Many in Britain deplored and opposed the boycott, some because they weren’t greatly disturbed by apartheid, others because they believed that continuing friendly relations might, even would, in time, lead to the withering of the racist policy, euphemistically given the official description “separate development” of the different races.
Despite the rejection of that MCC team, the Springboks — that is, the South African all-white rugby team — toured Britain and Ireland that winter, playing some twenty matches and internationals against England, Ireland, Scotland and Wales. All the matches were staged, successfully in rugby terms, but all were disturbed by mass protests, some of them violent.
Though a South African cricket team was scheduled to tour in 1970, it was certain that this would lead to public disorder, close to rioting. Cricket grounds couldn’t by their nature — and the nature of the game — be defended in the same way as rugby grounds.
The tour was called off, the cricket authorities and public yielding reluctantly to the Government’s decision. Soon afterwards, a Springbok tour of New Zealand met with such violent opposition that the New Zealand Government fell into line with the boycott.
That sporting boycott would last until Nelson Mandela was released from prison, apartheid dismantled, and Mandela was elected President. Nevertheless, it had never been quite complete.
The British and Irish Lions toured South Africa in 1974 and 1980 playing Tests against white-only Springboks, and there were several so-called rebel cricket tours in the 1980s. These were financed by South African business interests and were designed to demonstrate that apartheid was beginning to wither.
So the visiting team included black players, and others of Indian descent, from the West Indies — who would find themselves barred from the West Indian Test team as a consequence. Several, however, continued to earn a living playing for English counties.
There is no question that the sporting boycott and South Africa’s isolation contributed to the ending of apartheid. Claims that it was the chief cause of this are exaggerated. It certainly helped to have South Africa branded a pariah nation in the eyes of many.
But the fact is that even the governing National Party — or at least its leaders — came to recognise that apartheid, the separate development of the different races as originally envisaged, was unworkable.
Despite its restrictions, a black middle-class had emerged, and South African business was increasingly colour-blind, as is the way with capitalism.

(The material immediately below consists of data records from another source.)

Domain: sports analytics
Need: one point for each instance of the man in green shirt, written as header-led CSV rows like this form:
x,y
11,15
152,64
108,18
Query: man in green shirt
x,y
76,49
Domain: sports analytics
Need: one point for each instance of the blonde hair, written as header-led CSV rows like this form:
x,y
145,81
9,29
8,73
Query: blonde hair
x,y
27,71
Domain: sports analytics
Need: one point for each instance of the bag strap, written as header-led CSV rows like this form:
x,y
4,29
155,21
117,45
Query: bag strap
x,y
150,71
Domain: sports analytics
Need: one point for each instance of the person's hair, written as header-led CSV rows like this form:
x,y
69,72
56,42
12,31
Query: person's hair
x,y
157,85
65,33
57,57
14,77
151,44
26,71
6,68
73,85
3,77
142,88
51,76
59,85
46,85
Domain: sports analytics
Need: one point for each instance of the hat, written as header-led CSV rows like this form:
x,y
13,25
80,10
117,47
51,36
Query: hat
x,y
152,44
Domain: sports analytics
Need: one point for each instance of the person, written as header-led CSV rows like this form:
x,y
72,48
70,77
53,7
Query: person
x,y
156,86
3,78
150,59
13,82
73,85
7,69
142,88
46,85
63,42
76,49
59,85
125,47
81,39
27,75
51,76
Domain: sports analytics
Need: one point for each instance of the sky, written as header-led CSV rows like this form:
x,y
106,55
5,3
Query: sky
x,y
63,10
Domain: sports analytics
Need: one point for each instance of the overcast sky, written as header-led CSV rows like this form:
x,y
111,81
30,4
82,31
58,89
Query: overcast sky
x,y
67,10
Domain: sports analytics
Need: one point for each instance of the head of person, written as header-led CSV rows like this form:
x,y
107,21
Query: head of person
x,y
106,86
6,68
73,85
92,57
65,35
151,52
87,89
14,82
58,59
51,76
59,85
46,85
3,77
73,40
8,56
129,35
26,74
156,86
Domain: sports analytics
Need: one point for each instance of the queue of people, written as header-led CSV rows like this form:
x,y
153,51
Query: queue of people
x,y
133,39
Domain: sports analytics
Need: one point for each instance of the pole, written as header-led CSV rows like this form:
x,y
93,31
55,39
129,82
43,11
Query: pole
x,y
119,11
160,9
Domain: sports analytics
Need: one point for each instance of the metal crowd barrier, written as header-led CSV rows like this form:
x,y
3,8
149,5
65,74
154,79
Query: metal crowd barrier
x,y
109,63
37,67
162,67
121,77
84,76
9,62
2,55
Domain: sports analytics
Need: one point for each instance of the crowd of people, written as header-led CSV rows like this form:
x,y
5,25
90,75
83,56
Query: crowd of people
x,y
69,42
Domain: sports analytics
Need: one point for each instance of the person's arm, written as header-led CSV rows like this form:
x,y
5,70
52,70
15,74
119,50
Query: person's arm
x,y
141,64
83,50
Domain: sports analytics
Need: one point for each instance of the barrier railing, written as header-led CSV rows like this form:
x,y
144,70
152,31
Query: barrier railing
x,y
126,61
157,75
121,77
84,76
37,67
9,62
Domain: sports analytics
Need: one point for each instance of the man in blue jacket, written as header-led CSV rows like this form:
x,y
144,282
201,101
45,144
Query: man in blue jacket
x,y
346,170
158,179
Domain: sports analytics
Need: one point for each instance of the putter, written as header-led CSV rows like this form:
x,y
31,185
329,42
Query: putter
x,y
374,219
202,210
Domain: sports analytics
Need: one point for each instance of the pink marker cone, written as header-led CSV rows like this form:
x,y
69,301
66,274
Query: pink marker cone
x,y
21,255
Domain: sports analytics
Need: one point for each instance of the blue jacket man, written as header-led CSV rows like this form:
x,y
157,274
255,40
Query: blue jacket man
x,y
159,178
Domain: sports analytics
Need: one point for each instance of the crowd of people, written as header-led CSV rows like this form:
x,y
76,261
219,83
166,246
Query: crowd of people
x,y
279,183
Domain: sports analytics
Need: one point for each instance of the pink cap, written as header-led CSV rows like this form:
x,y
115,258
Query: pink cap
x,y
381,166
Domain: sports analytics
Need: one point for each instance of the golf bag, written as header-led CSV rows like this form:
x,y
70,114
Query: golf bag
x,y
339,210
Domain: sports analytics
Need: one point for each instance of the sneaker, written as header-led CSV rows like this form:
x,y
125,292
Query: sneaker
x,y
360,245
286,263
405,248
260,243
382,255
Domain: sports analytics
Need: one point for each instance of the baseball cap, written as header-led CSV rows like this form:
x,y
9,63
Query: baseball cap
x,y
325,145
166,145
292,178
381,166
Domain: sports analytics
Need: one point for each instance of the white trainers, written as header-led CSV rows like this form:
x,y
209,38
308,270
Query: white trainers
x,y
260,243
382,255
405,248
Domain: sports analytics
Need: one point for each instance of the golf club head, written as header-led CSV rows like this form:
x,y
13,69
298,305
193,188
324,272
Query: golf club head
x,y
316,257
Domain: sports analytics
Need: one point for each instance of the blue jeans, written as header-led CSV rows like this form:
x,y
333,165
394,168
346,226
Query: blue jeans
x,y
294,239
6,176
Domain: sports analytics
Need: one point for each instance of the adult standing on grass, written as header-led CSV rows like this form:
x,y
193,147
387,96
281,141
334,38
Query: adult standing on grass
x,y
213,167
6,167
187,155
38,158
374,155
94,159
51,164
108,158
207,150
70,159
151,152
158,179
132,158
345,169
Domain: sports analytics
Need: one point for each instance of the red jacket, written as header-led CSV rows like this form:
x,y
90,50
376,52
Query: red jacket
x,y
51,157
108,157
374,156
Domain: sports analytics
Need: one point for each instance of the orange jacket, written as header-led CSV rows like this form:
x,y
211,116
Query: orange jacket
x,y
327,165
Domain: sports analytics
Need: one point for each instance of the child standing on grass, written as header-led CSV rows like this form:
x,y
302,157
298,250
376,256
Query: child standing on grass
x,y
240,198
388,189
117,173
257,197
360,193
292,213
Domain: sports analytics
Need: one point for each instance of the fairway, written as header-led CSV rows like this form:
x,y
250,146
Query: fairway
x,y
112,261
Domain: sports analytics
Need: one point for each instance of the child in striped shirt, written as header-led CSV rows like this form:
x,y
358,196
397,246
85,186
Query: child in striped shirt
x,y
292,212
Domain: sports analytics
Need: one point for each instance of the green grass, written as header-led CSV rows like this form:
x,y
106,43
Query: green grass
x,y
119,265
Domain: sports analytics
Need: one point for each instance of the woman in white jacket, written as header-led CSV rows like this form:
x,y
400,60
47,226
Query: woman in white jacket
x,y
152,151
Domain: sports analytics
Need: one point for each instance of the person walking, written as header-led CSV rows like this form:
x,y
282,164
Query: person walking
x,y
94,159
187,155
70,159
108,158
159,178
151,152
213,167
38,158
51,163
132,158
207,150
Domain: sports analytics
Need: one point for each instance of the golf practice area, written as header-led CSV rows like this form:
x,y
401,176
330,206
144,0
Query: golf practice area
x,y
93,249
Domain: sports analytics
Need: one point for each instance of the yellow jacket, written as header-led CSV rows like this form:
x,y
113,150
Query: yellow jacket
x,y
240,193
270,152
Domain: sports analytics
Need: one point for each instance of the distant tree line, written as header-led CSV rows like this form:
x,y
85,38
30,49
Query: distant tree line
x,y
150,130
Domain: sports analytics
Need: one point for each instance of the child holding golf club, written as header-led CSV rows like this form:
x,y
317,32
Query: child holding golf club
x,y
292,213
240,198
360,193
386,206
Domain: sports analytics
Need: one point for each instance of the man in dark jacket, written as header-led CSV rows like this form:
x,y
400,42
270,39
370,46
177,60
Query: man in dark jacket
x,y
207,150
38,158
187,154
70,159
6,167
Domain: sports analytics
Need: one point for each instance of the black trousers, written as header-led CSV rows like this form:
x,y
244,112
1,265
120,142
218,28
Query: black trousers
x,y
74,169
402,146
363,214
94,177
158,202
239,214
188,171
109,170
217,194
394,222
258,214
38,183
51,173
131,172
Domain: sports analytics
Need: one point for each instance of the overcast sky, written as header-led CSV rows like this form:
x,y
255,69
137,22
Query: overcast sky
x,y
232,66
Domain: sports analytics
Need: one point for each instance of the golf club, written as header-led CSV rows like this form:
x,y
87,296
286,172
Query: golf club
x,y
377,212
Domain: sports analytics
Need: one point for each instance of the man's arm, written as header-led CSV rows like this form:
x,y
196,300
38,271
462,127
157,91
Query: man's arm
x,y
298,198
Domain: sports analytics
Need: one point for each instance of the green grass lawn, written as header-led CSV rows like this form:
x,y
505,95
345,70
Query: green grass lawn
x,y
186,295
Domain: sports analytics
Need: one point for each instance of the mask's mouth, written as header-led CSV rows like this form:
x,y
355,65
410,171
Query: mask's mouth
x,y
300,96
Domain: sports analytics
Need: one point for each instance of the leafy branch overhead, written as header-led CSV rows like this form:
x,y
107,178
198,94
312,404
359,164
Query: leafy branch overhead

Then the collapse of the Soviet Union and the end of the Cold War in 1989-90 meant that the American Government and, to a lesser extent, the British one, no longer regarded white South Africa as a bulwark of defence against Communism.
Who knows? The old buffers at Lord’s and Twickenham who deplored the boycott may have been right in thinking that gradual change might have come about without the boycott. Yet the idea was firmly planted: sporting boycotts can effect desirable change. There is little other evidence that they do, but the myth, based on the South African story, survives.
What they are effective in doing is in making many feel they are doing the right thing so that they can feel good. It is right that harsh measures should be taken against Russia and its governing class. It is right that its economy should suffer as a result of Putin’s folly and brutality.
But what purpose is served by barring or boycotting individual Russian players and artists besides satisfying the desire that “something must be done”?